EARTH DAZE REVISITED

CRUSTY eco-hippies spin random anecdotes about olden times in “Earth Days,” a turgid documentary on the environmental movement in the 1960s and ’70s.

The movie, which grandly introduces authors and activists such as hippie astronaut Rusty Schweickart and the guy who wrote The Whole Earth Catalog, mingles campy footage of

Eisenhower-era wonderment with doom-laden futurism and images of hippies beating up an innocent car with sledgehammers at 1970’s first Earth Day.

This bongs-and-bongos gang’s preposterously sour outlook — “The Population Bomb” author Paul R. Ehrlich is shown, circa 1970, predicting that “some time in the next 15 years the end will come” — is topped only by its serene confidence that someday they’ll look less ridiculous. Today’s global warming catastrophism is nothing new.

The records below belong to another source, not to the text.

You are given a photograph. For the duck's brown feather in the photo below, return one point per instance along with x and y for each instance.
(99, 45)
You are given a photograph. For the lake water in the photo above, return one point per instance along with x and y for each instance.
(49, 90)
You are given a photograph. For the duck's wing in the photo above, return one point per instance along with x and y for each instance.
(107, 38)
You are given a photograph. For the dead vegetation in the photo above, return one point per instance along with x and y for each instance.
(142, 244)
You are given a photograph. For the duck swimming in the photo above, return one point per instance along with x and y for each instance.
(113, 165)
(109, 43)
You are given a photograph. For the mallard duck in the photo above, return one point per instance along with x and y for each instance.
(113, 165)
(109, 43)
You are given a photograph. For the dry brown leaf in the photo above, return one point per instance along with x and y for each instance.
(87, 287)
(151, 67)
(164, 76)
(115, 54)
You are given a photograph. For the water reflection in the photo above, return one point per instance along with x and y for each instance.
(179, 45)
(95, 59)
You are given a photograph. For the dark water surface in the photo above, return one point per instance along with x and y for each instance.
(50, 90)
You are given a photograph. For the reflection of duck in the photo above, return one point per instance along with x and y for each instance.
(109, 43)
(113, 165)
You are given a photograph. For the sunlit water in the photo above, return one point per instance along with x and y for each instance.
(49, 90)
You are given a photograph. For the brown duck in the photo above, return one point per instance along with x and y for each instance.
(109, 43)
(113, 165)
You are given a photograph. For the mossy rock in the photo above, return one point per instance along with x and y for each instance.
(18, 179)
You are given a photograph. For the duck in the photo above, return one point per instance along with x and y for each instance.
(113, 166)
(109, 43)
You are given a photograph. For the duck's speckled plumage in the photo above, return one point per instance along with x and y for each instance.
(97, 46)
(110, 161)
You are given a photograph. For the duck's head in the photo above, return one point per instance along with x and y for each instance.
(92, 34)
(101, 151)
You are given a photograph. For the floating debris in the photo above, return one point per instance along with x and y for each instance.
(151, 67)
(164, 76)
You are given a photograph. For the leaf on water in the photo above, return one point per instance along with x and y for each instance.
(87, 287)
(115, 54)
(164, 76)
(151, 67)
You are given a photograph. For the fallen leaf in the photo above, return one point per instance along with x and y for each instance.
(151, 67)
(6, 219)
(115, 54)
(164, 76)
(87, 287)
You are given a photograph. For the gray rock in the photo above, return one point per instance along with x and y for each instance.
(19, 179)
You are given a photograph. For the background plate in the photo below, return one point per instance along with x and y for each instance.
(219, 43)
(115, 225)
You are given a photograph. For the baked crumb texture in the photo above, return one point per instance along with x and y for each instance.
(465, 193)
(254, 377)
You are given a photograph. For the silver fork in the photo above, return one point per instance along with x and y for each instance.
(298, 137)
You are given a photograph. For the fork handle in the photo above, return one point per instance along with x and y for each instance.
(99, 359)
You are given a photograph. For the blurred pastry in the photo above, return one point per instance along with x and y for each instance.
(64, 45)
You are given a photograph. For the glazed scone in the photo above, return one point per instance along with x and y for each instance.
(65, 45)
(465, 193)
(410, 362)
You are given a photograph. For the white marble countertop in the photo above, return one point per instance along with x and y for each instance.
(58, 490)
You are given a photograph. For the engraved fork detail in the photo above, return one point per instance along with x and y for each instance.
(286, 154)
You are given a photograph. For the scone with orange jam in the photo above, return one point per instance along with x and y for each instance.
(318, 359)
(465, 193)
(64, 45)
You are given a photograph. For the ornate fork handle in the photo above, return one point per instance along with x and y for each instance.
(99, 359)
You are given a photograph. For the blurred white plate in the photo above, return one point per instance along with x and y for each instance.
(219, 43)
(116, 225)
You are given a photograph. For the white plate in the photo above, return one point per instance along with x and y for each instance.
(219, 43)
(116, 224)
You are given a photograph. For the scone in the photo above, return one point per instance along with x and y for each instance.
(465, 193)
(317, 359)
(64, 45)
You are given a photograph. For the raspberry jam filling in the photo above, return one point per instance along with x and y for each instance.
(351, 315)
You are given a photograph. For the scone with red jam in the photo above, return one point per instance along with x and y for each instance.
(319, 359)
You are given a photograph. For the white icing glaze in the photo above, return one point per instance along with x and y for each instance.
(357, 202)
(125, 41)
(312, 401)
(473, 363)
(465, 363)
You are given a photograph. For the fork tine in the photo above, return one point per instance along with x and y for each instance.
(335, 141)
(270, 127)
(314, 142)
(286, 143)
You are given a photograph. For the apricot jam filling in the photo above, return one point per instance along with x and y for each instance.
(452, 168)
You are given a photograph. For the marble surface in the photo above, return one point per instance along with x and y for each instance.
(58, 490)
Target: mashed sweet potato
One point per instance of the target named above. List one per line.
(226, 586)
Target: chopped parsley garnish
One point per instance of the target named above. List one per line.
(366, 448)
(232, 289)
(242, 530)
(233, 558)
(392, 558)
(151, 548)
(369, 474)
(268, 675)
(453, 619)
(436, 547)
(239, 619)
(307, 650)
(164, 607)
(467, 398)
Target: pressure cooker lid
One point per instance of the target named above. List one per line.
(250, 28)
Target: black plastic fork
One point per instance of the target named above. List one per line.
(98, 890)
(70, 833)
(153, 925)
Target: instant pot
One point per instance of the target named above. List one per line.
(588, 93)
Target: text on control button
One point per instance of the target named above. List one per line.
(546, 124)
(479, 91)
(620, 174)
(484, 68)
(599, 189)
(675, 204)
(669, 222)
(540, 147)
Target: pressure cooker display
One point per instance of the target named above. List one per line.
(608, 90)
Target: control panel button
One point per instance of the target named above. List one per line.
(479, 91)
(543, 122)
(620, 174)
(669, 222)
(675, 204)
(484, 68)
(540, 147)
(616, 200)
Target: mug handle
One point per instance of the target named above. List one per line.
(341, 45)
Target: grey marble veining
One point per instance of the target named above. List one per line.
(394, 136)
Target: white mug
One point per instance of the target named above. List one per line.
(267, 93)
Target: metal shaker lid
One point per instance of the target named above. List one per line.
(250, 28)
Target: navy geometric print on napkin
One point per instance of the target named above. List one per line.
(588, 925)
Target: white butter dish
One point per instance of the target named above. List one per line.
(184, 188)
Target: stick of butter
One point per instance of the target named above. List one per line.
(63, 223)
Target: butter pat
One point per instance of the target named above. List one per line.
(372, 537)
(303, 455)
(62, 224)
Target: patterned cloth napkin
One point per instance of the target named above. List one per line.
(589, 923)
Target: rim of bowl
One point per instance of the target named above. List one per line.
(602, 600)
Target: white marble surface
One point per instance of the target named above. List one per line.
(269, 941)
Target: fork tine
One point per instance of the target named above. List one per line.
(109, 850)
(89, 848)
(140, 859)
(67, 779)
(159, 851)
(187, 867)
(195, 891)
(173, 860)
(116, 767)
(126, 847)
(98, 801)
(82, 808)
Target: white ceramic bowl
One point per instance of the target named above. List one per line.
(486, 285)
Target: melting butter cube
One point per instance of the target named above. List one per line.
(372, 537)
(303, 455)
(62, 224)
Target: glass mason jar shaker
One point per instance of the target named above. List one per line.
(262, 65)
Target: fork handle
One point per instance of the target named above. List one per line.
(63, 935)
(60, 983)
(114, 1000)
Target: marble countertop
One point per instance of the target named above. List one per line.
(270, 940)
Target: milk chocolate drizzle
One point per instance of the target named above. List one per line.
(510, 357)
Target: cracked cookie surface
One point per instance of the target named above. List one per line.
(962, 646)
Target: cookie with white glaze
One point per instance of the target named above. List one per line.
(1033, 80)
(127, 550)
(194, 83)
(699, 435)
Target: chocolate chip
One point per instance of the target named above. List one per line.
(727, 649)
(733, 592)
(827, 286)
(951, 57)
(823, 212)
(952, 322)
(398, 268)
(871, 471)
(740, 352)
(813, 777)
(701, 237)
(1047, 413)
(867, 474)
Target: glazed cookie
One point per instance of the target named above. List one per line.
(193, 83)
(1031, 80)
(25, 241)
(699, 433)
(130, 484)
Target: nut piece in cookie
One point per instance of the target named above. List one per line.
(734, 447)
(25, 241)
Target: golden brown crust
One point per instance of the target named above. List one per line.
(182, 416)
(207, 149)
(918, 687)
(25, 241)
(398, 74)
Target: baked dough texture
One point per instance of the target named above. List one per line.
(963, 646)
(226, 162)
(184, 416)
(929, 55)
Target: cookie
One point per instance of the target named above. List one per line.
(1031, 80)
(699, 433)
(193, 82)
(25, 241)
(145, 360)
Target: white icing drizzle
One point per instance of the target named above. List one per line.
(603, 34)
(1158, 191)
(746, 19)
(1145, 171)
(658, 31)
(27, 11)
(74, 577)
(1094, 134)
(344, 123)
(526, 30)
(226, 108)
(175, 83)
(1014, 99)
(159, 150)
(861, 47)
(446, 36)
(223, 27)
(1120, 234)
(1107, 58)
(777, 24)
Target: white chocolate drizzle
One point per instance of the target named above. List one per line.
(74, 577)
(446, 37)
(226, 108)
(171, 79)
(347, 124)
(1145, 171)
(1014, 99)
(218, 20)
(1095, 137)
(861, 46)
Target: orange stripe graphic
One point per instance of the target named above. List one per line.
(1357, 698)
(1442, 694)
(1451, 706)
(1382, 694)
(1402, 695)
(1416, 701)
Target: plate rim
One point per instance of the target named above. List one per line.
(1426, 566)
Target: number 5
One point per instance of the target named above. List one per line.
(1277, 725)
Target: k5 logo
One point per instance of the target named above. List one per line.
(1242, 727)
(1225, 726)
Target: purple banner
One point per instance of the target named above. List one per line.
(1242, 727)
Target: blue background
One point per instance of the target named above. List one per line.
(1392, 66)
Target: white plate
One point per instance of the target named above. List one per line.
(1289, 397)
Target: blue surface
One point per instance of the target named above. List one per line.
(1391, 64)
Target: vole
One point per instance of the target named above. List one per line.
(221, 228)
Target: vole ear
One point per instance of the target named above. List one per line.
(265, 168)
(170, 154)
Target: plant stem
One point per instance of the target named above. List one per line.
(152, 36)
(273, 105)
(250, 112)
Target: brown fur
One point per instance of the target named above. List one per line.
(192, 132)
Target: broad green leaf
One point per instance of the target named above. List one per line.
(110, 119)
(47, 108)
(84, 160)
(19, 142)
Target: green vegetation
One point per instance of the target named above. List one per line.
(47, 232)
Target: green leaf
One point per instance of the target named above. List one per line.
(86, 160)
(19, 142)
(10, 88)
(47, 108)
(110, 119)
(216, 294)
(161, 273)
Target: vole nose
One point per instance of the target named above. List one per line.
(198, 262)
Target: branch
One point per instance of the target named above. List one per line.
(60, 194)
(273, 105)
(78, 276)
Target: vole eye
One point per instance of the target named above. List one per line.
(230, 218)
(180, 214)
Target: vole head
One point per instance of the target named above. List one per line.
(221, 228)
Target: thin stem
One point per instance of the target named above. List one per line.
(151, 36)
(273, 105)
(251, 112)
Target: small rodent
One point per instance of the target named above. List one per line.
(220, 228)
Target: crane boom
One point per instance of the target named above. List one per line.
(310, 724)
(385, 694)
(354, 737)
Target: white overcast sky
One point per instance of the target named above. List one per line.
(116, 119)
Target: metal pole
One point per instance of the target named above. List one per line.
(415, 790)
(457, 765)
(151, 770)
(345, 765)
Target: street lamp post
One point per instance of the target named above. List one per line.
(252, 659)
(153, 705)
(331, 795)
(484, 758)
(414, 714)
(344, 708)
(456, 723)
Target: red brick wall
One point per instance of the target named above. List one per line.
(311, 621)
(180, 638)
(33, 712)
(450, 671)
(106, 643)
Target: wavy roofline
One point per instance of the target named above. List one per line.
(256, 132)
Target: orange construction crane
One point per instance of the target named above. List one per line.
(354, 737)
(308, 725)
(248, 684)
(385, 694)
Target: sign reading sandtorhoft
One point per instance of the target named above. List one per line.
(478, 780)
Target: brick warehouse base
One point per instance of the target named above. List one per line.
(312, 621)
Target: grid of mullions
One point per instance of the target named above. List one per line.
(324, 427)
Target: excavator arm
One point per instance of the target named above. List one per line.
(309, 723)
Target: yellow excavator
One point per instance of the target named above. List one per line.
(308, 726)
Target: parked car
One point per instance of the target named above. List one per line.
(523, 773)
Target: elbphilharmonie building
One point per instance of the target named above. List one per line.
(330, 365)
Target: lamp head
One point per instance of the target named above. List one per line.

On the bright side, Stephanie Mills, introduced as “the Radical” who in a 1969 commencement speech (“The Future Is a Cruel Hoax”) mused about the likelihood of humanity turning to cannibalism for food, took it upon herself to solve the population problem by promising never to have children. She turned out to be true to her word. So that’s one fewer hemp-clothed kid named Rain or Moss contributing to overcrowding.

Even the most ardent ’70s-style doom lover would be happier watching “Soylent Green” again than submitting to the meandering, oozing earnestness of this documentary.

Running time: 102 minutes. Not rated (disturbing images). At the Quad, 13th Street, between Fifth and Sixth avenues.